The Office of National Statistics (ONS) today released an estimate of the number of alcohol-related deaths in the UK in 2015. According to the figures, alcohol-related deaths have increased for the third year running, reaching 8,758.
This follows 8,697 alcohol-related deaths in 2014, 8,416 in 2013 and 8,367 in 2012, and represents almost double the number of alcohol-related deaths compared with 20 years ago; in 1995, there were 4,929 alcohol-related deaths recorded in the UK.
At the same time, Public Health England (PHE) released its own estimates of alcohol-related deaths in England. Using a different methodology, and using a broader definition of what constitutes an alcohol-related death, PHE estimate that there were 23,500 alcohol-related deaths in England in 2015. This is up from 2014, when there were almost 23,000.
A new indicator measuring the potential years of life lost due to an alcohol-related cause showed that 294,000 years of life were lost before the age of 75 in 2015 (illustrated, below).
From next year, the ONS will use the same methodology as PHE.

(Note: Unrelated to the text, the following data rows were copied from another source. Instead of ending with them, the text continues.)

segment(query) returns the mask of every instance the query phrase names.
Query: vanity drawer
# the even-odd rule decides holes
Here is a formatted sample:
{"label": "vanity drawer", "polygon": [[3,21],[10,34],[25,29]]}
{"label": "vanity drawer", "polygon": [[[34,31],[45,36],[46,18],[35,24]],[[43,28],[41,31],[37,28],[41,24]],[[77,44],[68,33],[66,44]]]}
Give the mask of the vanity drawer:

Commenting on the figures, Professor Sir Ian Gilmore, chair of the Alcohol Health Alliance UK, said:
Despite recent falls in overall alcohol consumption, the upward trend of alcohol related deaths persists.

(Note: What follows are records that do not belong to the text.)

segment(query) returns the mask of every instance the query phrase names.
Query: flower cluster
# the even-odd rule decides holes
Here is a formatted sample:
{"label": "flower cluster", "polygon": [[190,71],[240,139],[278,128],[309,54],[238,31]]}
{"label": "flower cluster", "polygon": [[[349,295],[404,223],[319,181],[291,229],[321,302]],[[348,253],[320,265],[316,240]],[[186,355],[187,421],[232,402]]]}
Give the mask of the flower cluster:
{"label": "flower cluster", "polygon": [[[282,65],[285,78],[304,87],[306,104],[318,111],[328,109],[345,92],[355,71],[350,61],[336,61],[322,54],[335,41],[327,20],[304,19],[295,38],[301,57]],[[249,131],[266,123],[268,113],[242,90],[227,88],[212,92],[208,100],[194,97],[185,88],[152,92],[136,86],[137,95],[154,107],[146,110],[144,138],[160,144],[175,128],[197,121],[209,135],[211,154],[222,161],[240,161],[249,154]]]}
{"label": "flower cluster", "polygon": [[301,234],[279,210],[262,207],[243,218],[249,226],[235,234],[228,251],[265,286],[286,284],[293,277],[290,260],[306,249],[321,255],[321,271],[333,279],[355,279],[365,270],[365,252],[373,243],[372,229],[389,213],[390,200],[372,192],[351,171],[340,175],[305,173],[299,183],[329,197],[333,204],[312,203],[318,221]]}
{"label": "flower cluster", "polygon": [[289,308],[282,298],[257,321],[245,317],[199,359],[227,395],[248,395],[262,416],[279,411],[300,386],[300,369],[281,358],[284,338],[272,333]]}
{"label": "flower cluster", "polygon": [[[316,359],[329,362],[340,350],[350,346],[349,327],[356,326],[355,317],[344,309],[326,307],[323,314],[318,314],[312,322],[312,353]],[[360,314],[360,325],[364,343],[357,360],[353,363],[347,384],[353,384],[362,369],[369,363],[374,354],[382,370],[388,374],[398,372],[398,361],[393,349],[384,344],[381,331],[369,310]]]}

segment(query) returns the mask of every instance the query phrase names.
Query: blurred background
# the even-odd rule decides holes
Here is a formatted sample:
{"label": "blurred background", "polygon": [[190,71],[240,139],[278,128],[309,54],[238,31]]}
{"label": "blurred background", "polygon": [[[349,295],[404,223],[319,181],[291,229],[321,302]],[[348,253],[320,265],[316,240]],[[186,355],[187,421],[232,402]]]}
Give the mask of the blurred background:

We know that alcohol is the third largest risk factor for disability and disease, and the biggest risk factor for death, ill-health and disability for people aged 15-49. Yet the UK government has yet to implement the measures needed to lower this burden of alcohol-related mortality.
It is a social and economic crisis for 294,000 years of life to be lost prematurely due to alcohol-related causes in only a single year.
We need measures which address the pocket money prices alcohol is being sold at, the 24-hour availability of alcohol, and its heavy marketing.
A good opportunity for action is approaching, with the Chancellor’s spring budget this March. The Chancellor should increase the duty on cheap, high strength cider, and introduce a minimum unit price for alcohol, which we know would reduce consumption and in doing so, the attendant harm.